In the near future of 2029, a private company known as the HTDA delivers closure to the recently bereaved through a simulation of their recently departed, a voice emerging from the titular Creep Box. Overseeing this procedure is neuroscientist and parapsychologist Dr Caul (Geoffrey Cantor, as seen in Marvel’s Punisher and Daredevil), a man tortured by the past but also by a growing concern over how far these voices are purely simulations.
Both written and directed by Patrick Biesemans, don’t expect any jump scares or gore from Creep Box, a slow-paced film filled with silences and contemplations of empty spaces, which is more interested in the philosophy of consciousness and the afterlife than ghosts or monsters. In fact, in a world otherwise made up of cold, harshly lit and sterile offices, boardrooms, workspaces and empty homes, Dr Caul’s darkly stygian laboratory, as creepy as it is, is one of the few lively interiors, filled with scrolling code, flashing lights and a multitude of eerie voices. With a central philosophy questioning what it is to be alive after death, Creep Box‘s most alive characters are often the dead themselves.

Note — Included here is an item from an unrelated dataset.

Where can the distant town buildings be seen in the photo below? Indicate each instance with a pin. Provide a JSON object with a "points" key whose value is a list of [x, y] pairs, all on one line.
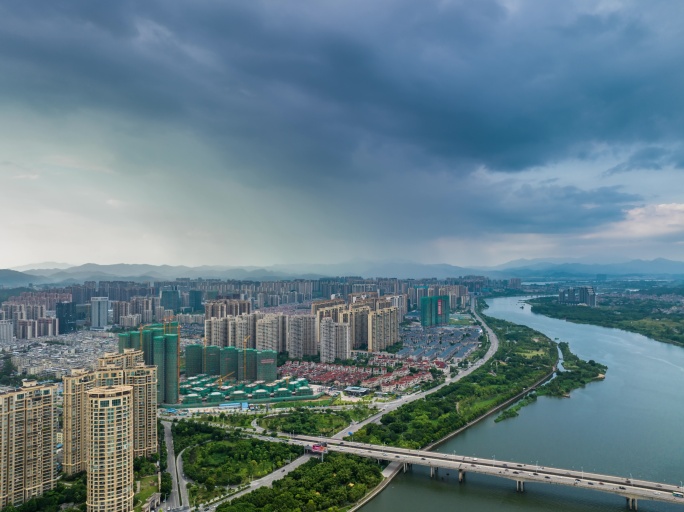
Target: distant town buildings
{"points": [[99, 312], [581, 295]]}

Much of this film is beautifully shot, with the camera work doing much of the storytelling, and the sound design with the ‘simulated’ voices is superb. There are also flashes of excellent, understated acting from all of the main cast. However, Biesemans seems more confident with constructing images and atmospheres than with capturing performances and so the characterisations can seem uneven or even frustratingly underplayed at times.

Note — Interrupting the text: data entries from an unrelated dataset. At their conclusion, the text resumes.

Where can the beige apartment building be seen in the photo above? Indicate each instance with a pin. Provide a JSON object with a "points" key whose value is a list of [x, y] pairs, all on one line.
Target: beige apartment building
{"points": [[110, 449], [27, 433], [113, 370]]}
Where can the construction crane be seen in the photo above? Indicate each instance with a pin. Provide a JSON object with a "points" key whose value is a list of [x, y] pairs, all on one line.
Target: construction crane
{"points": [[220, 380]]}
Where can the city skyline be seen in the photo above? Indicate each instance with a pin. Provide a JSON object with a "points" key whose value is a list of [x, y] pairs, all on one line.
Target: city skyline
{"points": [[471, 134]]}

Creep Box asks a lot of questions and leaves many hanging threads, but it is also somewhat haunted by its own emptiness, feeling in some ways more like a short in its lean storytelling than a feature film. At best, by the end of the film, we know a little more about the central character, but he seems barely changed by the experience, and our understanding of his world is too, leaving behind a whisper of creeping existential dread but sadly little lasting impact once that whisper dies away.
CREEP BOX is released on digital platforms in the US on January 24th.